That's what I wrote in "Close encounters:  How we're crossing paths with pathogen-bearing pests," my article in the latest issue of Stanford Medicine, which is all about the intersection of our environment and our health.

But my article wasn't as much about my deep-seated hatred for those odious, buzzing winged leeches as it was about this:

Human activities are modifying large areas of the Earth, causing formerly cryptic pathogens to seemingly pop up out of nowhere... New diseases have been emerging from swamps, forests and riversides at a rate of about one a year over the past four decades... We have no genetically based resistance to these new diseases. Meanwhile, long-dormant epidemics have been awakening from their slumber, and some of those aren’t exactly a walk in the park, either.

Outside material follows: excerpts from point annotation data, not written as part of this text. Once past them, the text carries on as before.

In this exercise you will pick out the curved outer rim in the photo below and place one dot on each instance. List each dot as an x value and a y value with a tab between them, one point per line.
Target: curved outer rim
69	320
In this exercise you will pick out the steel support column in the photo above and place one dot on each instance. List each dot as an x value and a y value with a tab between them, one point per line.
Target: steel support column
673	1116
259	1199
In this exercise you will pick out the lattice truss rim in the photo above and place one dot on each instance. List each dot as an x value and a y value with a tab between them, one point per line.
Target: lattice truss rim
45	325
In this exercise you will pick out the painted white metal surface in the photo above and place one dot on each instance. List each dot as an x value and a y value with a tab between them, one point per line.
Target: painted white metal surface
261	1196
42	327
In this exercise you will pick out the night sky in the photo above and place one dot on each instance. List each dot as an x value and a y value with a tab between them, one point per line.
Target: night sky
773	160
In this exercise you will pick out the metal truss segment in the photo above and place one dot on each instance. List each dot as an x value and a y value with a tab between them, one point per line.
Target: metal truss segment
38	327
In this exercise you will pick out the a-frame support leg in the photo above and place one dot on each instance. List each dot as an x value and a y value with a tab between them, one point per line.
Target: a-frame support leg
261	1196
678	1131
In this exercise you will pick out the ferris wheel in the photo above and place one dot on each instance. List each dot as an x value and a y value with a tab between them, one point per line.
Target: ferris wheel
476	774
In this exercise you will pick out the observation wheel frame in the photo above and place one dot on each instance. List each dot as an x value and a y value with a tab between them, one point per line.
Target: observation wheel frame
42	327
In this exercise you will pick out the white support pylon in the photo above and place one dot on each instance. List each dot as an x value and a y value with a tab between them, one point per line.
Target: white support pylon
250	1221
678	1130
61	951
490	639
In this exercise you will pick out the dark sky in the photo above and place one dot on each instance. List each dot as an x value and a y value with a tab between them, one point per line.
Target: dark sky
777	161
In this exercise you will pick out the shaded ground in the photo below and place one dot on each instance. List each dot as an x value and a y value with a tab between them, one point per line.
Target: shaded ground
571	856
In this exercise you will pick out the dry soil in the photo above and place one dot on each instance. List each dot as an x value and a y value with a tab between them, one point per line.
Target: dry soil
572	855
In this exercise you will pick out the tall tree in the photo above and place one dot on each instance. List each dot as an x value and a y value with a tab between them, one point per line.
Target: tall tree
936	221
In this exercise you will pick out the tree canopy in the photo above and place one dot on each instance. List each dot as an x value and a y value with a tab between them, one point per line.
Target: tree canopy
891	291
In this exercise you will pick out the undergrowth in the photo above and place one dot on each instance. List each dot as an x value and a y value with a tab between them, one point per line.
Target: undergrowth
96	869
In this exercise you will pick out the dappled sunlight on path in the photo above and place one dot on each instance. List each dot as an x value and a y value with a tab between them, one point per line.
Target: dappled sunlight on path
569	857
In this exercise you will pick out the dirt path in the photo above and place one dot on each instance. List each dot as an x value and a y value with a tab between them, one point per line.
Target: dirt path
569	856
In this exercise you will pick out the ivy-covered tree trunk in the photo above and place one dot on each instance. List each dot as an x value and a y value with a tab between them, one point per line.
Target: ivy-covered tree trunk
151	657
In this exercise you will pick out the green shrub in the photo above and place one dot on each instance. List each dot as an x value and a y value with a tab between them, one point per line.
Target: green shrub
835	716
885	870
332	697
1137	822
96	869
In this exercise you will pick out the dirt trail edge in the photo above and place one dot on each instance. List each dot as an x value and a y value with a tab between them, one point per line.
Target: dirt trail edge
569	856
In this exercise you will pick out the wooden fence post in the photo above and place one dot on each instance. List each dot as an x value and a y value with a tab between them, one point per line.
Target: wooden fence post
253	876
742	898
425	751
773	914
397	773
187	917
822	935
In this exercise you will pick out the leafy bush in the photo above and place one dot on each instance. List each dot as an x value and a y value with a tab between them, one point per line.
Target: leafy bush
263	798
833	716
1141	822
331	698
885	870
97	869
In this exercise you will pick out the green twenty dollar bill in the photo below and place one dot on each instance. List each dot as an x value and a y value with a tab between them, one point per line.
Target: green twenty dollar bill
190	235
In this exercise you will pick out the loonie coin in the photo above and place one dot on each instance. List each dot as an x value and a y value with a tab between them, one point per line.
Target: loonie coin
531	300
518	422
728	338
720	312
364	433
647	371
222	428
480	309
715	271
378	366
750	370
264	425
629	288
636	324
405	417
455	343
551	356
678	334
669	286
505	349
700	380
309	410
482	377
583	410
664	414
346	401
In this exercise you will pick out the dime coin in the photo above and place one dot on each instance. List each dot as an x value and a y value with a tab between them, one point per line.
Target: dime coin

Fortunately we humans, or at least selected combinations of us - in this case Stanford environmental scientist Eric Lambin, PhD; field biologist Rodolfo Dirzo, PhD; and public-health expert Michele Barry, MD, -  are capable of combining high-level technology, global epidemiological wizardry and good old house-to-house shoe leather to find out about the often unpredicted impact the changes we make in our use of land visit on the ecosystems that envelope us, figure out what can or should be done about it.... and then get out there and actually do something about it. (For more details, read my full article.)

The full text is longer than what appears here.